62% stake in Digex put on the block


Digex Inc.'s majority shareholder has put its 62 percent stake in the Beltsville-based Web-hosting and management company up for sale, and analysts speculate that the list of potential suitors fighting over it could soon read like a Who's Who of the telecommunications industry.

Intermedia Communications Inc. of Tampa, Fla., which provides businesses with telephone and other communications services, has hired investment house Bear, Stearns & Co. to orchestrate a deal for its stake in Digex. The announcement came on the heels of Intermedia disclosing that it expects to miss revenue estimates for its second quarter and full year by 10 percent to 15 percent.

Analysts speculate that likely suitors could include telecommunications giants or even Digex competitor Exodus Communications Inc. No company has said publicly that it is interested in a deal.

"Intermedia's decision to sell their stake is no reflection on the performance of Digex. It's one of the crown jewels of the Web-hosting industry," said Todd C. Weller, an Internet industry analyst with Legg Mason Wood Walker Inc. in Baltimore.

At yesterday's closing share price of $84.5625, Intermedia's stake in Digex is worth more than $3 billion, analysts estimated.
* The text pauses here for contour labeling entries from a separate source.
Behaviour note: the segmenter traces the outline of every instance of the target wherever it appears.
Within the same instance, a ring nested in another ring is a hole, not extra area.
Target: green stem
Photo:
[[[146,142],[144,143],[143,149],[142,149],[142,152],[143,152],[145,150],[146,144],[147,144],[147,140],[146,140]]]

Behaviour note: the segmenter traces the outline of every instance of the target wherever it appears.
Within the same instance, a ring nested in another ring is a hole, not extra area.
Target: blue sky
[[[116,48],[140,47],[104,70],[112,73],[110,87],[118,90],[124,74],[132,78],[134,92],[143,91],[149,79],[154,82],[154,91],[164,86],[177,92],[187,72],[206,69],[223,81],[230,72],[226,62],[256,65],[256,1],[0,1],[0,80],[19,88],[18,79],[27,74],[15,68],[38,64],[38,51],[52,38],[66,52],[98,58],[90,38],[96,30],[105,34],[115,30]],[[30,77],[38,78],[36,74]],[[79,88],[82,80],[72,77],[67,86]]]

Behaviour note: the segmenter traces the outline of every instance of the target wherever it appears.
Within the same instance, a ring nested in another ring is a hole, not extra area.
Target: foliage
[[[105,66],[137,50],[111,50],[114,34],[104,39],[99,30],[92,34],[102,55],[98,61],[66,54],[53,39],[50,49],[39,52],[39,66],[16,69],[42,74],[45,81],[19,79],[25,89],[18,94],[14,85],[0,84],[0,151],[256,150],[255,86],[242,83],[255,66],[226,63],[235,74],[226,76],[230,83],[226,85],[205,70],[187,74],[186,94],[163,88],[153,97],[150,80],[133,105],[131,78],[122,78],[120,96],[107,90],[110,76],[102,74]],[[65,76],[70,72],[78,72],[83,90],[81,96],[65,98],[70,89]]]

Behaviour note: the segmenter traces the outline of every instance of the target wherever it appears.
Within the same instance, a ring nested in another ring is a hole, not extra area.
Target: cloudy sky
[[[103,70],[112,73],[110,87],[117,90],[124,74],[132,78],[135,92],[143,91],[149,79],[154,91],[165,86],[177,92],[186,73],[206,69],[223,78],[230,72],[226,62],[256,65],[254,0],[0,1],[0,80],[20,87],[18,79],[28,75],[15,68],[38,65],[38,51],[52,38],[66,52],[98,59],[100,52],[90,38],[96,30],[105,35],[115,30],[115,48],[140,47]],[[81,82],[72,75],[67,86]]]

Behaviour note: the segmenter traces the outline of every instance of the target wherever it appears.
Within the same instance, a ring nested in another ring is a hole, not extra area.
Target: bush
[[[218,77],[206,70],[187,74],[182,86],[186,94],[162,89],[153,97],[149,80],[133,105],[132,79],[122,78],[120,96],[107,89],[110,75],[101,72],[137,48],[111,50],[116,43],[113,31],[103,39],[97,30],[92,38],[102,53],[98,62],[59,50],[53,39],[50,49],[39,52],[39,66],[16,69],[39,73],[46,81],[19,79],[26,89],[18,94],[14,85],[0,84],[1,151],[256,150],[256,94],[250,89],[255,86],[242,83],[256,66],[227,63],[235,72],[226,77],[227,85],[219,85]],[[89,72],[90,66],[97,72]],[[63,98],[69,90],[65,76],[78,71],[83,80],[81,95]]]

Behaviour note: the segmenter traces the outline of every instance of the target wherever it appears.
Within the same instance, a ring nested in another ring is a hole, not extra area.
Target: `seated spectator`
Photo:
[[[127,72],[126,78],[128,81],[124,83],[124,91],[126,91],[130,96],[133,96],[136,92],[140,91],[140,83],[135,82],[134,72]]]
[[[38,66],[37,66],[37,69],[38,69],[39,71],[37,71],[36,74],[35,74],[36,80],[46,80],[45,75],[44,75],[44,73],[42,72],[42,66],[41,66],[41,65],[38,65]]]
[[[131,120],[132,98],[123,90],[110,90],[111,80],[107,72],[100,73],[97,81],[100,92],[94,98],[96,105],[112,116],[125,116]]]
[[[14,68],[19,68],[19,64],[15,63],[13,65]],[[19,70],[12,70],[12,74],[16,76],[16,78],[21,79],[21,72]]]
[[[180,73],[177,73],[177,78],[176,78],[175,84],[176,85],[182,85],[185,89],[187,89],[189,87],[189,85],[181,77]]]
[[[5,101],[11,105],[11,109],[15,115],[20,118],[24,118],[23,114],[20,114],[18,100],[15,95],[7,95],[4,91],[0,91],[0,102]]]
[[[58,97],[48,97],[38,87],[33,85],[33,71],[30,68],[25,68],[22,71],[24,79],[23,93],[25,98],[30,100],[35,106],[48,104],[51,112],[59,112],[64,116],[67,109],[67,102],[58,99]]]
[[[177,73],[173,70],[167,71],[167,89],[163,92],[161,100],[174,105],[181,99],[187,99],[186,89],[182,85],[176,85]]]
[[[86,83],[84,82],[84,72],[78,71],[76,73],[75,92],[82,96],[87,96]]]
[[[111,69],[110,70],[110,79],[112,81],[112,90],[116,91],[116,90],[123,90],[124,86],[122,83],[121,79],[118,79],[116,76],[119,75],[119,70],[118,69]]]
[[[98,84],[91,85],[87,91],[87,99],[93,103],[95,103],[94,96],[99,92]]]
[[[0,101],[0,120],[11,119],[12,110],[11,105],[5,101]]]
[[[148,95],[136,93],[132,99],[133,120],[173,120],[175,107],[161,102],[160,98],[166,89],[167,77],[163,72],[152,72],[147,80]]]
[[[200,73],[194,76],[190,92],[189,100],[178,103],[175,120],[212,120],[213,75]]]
Digex shares fell $9.4375, or about 10 percent, yesterday. Analysts blamed profit-taking for the tumble.

Intermedia, which provides telephone exchange and data transmission services to businesses, bought Digex in 1997 for $13 a share, or $150 million, as a way to get into the growing Web-hosting and management industry.

Intermedia turned around and sold a stake in Digex on July 31 when it spun off Digex as a separate, publicly held company. It retained 95 percent voting control over Digex, which employs 1,200 nationwide, 800 of them at the Beltsville headquarters.

The initial public offering price was $17 a share. Since then, shares have closed as high as $184 in March, a month after Intermedia sold an additional 10 million shares. The February secondary offering raised $90 million.

Alice Andors, a spokeswoman for Digex, said company executives were declining to comment on Intermedia's decision to sell its stake and whether any buyers had stepped forward.

Adam Hill, a spokesman for Intermedia, said the company decided to sell its stake because Digex does not fit in with its "core focus" of providing primarily telecommunications services to businesses.

Analysts believe that Intermedia also wants to sell off its Digex stake to raise cash so it can reduce its $2 billion in debt.

Weller at Legg Mason, who sees Digex moving into break-even territory late next year, said he believes that a variety of potential buyers will express interest in Digex. It posted a net loss of $26 million on $28 million in revenue in its first quarter, which ended March 31. Revenue tripled from the like quarter last year.

Along with big telecommunications players such as AT&T; Corp. and emerging long-distance and Internet services players such as Qwest Communications International Inc., a company such as computer chip giant Intel Corp., which has been buying stakes in Internet services companies, might come forward to make a bid, Weller said. A European telecommunications company also might decide to pursue Digex.

Why the potential for such strong interest? Growth prospects, analysts said.

The Yankee Group, a technology consulting firm in Cambridge, Mass., estimated that the market for Web services will balloon to $14.4 billion in the next four years, up from $4.4 billion estimated to have been spent on such services in 1999.

Legg Mason predicted an offering price for Digex shares in the $110 to $120 range, while A. G. Edwards forecast $105 a share.

Weller said it could be several months before any firm offer is announced. "Intermedia's not looking for a fire sale here," he said.